The Conservative MP said Britain would be able to establish new trade deals with countries like the US, Canada, India and Japan.
"It's also the case that we will be able to spend some of the money that is currently spent on our behalf by the European Union on our priorities, so it's a win-win if we choose to leave," he said.
Mr Gove's comments come after the head of the World Trade Organisation (WTO) warned that it could take decades for Britain to negotiate new trade deals if it decides to leave the EU.
David Cameron cited the WTO's warning in a speech in central London today, stressing that leaving the EU would be a "high-risk bet for our children".
Ukip leader Nigel Farage has said David Cameron and the Remain campaign are worried about the outcome of the upcoming EU referendum.

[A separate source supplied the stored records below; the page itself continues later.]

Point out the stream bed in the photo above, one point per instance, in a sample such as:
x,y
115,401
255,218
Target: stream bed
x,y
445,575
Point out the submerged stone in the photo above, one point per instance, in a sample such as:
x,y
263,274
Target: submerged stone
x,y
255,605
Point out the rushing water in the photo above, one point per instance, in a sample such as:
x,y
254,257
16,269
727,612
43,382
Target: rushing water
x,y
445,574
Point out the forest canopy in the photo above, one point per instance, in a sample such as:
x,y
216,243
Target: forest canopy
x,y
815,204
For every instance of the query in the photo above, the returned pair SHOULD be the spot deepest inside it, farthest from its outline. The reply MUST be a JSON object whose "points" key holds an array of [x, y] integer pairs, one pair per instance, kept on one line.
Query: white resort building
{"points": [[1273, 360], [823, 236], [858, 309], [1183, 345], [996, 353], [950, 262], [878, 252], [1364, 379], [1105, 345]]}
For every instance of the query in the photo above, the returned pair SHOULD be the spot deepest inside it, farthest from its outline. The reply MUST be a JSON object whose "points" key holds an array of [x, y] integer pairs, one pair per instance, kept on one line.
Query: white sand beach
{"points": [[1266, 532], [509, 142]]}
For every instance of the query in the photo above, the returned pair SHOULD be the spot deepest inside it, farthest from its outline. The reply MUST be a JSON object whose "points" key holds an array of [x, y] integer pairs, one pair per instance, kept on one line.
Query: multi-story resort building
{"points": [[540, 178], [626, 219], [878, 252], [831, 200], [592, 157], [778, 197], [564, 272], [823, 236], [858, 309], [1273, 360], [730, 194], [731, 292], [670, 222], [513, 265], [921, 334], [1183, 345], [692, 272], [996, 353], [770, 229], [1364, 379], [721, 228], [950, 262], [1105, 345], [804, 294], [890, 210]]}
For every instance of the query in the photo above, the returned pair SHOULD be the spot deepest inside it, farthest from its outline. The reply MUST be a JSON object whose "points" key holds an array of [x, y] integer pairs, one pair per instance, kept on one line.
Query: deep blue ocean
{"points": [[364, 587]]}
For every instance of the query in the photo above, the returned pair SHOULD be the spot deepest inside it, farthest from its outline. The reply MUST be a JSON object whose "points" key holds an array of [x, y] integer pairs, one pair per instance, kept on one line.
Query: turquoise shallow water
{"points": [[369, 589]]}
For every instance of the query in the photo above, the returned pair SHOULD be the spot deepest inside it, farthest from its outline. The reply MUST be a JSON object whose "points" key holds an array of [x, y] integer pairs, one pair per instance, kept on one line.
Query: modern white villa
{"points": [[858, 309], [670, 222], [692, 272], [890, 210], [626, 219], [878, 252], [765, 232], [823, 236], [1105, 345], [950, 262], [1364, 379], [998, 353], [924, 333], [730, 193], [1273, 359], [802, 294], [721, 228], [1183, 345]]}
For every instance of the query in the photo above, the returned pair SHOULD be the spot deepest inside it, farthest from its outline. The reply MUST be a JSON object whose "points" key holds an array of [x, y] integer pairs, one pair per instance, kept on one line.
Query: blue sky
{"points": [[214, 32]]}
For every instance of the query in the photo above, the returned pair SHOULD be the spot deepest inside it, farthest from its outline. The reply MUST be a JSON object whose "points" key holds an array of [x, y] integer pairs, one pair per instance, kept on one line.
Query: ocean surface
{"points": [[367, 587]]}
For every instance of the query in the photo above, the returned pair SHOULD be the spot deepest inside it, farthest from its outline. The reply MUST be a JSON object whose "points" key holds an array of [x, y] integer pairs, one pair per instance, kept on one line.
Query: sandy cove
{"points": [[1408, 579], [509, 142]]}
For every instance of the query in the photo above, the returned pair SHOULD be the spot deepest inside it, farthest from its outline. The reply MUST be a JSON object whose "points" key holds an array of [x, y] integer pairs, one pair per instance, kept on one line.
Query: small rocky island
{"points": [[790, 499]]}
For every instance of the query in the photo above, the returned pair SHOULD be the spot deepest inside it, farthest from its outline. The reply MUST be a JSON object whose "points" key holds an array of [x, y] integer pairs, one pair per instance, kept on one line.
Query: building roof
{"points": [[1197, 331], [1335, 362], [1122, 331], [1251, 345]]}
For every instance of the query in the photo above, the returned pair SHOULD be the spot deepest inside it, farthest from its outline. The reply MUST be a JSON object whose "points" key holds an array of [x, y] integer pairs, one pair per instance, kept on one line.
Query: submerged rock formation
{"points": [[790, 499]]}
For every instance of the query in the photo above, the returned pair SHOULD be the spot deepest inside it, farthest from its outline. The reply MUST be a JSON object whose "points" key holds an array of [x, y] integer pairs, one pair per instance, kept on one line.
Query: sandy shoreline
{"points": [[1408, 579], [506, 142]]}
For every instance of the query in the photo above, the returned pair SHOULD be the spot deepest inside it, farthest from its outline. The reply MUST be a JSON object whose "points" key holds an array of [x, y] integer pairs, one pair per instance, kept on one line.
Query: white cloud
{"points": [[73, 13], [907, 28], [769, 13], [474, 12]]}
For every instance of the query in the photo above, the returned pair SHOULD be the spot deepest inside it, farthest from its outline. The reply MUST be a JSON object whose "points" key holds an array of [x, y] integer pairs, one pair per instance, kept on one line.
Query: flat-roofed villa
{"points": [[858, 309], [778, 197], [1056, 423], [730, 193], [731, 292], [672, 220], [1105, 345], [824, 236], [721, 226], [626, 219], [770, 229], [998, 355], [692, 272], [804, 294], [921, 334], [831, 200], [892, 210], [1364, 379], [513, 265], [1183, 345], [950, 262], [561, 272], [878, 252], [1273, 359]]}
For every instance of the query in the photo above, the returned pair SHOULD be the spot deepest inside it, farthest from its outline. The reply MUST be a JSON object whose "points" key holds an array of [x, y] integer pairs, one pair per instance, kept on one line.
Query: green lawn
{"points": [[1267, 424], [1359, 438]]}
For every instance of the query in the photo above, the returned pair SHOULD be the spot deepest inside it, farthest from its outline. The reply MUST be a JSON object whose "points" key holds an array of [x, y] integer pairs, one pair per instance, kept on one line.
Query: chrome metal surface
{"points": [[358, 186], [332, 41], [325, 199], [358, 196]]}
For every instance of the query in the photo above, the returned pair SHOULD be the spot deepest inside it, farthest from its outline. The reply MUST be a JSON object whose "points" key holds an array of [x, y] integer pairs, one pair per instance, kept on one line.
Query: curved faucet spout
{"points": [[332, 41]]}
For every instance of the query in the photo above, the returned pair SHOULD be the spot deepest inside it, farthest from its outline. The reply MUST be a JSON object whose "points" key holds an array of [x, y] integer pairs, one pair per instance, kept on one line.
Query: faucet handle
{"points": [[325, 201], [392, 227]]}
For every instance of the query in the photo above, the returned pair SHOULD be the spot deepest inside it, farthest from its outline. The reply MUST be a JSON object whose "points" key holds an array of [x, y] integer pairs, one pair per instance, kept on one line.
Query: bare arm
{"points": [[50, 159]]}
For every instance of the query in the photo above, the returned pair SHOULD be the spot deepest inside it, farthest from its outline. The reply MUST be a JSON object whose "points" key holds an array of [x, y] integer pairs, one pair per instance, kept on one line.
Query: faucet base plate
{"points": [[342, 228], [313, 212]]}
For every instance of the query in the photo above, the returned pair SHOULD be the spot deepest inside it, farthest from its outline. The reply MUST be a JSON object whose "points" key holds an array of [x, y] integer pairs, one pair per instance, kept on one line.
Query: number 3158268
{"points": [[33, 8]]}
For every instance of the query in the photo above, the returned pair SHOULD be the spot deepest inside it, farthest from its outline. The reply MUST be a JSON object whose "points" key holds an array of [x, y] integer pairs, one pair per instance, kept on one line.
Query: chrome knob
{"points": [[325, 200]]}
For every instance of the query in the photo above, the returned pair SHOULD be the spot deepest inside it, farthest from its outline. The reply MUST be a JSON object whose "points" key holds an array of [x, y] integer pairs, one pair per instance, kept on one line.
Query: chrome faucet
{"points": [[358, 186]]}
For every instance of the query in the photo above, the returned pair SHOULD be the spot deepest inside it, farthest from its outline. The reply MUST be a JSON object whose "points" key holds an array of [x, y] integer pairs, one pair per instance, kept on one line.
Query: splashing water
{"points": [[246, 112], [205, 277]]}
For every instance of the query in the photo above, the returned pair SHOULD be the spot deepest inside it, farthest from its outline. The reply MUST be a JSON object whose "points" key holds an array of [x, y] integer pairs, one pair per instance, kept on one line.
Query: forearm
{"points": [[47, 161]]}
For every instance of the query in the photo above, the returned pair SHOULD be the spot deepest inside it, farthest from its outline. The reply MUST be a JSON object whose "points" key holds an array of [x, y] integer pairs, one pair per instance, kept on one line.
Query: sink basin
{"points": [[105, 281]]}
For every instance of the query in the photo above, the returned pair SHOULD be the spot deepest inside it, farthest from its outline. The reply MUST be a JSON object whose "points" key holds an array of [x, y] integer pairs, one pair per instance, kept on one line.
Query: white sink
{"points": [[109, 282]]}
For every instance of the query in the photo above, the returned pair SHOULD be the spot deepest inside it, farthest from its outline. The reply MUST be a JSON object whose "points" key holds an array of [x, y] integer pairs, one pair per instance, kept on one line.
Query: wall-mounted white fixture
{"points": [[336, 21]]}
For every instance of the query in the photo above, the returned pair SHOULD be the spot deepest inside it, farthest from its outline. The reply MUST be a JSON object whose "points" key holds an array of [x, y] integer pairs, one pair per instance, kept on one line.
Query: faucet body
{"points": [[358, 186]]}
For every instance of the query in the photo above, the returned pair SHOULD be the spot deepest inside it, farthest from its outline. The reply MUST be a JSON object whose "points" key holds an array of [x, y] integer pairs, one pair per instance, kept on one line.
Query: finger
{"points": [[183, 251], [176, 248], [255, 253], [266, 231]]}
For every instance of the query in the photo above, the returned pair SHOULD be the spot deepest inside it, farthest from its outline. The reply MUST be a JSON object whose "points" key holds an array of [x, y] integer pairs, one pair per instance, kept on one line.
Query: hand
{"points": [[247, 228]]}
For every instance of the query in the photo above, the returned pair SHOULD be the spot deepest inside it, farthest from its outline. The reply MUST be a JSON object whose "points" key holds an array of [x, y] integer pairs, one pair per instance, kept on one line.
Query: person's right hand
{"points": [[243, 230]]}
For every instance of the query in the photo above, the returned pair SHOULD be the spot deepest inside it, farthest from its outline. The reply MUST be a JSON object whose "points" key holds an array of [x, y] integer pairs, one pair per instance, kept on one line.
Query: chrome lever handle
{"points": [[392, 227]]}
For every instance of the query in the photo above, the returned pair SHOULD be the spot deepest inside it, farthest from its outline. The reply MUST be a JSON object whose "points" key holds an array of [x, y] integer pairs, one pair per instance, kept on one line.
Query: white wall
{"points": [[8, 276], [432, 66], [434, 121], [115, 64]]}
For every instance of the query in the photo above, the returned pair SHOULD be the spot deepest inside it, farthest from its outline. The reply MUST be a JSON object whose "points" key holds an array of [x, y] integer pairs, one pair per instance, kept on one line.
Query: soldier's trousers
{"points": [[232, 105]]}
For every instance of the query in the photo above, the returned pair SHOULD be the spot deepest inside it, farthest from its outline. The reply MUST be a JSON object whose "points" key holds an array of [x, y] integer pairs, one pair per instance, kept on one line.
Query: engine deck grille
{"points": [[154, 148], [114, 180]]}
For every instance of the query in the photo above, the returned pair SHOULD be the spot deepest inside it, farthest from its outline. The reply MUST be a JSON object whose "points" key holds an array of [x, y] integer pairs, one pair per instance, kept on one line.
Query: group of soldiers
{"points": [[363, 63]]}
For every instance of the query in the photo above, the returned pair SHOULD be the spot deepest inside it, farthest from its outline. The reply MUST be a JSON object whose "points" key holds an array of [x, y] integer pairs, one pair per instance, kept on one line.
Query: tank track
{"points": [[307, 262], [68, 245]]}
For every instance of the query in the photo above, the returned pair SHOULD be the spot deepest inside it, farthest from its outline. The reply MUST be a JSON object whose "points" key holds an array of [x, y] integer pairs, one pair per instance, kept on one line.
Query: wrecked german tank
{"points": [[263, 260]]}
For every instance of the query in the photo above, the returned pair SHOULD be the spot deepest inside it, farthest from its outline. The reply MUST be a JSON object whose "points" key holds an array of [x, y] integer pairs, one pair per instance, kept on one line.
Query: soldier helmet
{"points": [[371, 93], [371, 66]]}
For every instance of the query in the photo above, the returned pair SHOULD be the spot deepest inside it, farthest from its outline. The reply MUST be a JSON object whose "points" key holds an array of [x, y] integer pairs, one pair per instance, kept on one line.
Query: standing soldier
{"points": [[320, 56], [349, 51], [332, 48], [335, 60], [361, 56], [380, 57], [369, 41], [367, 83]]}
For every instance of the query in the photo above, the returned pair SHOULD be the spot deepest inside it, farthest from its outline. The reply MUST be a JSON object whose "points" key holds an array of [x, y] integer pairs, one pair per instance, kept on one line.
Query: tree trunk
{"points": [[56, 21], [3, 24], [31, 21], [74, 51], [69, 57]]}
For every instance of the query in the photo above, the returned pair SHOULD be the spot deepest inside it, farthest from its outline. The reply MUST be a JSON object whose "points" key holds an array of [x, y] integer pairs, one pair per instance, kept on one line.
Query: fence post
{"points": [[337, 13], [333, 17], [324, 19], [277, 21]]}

The leading Leave campaigner said "project fear has now become project threat", as the result of the June 23 vote becomes increasingly less clear-cut.
"They thought they'd be comfortably in the lead at this stage of the campaign - they're not," he said. "It's neck and neck, it's anyone's game."
His comments come after the prime minister used a swiftly arranged press conference in central London today to accuse Leave campaigners of telling "complete untruths".
Boris Johnson has criticised people "queuing up" to say Britain "will go down the plughole" if the country votes to leave the European Union.
Mr Johnson said it is "disappointing" to hear "so much negative rhetoric" coming from the UK government and the Remain campaign.
The former Mayor of London was responding to comments made by Janet Yellen, the chair of the US central bank, who said Brexit would lead to "significant economic repercussions".
Earlier the Prime Minister David Cameron said a vote to leave the EU would be a "high-risk bet for our children", which followed an intervention by the head of the World Trade Organisation, who warned that negotiating new trade deals post Brexit could take "decades".
"This is a great country and great economy, and I think people know we can do brilliantly if we take back control not just of huge sums of money, but our immigration policy and our tax and our trade policies," said Mr Johnson.
"This is the chance for us to go global and reflect the scale of what the UK is able to achieve," he added.
British exporting businesses could be hit by £34 billion in additional red tape costs if the UK leaves the EU, Sajid Javid has said.
The business secretary said being outside the EU's common rule book could severely hit businesses trading in goods and services and cost an average of £80,000 for each exporting business.
Speaking in Canary Wharf as part of the EU referendum campaign trail, he said: "Faced with those huge extra burdens, our companies would simply export less - that would mean lower growth and it would mean fewer jobs."
He added that the EU is crucial for Britain's services sector, which is a "massive driver of our economy" because it is responsible for "80% of UK jobs".
Mr Javid insisted that as a member of the EU, Britain helps sets the rules, and "90% of the time, we get the rules that we want".
The business secretary was speaking at the event with Labour politician Peter Mandelson.
David Cameron has said a vote to leave the European Union would be a "high-risk bet for our children", as he pointed to today's intervention by the head of the World Trade Organisation (WTO) that negotiating new trade rules after Brexit could take "decades".
Speaking in central London, the prime minister attacked Vote Leave's campaign of "complete untruths", which he said are being used due to a lack of "any credible experts" backing their argument.
Mr Cameron said voting to remain in the EU "matters for your job... for the prices you pay in the supermarket each week, for the mortgage you pay, or your chances of getting on the housing ladder.
"It matters for your pension, the price of your family holiday (and) the money we have available to spend on your local hospital or school," he added.
Latest ITV News reports
Mr Cameron and the Remain campaign are on the defensive - perhaps for the first time in this campaign.
The head of the World Trade Organisation has warned Brussels as well as Britain would be required to negotiate post-Brexit arrangements.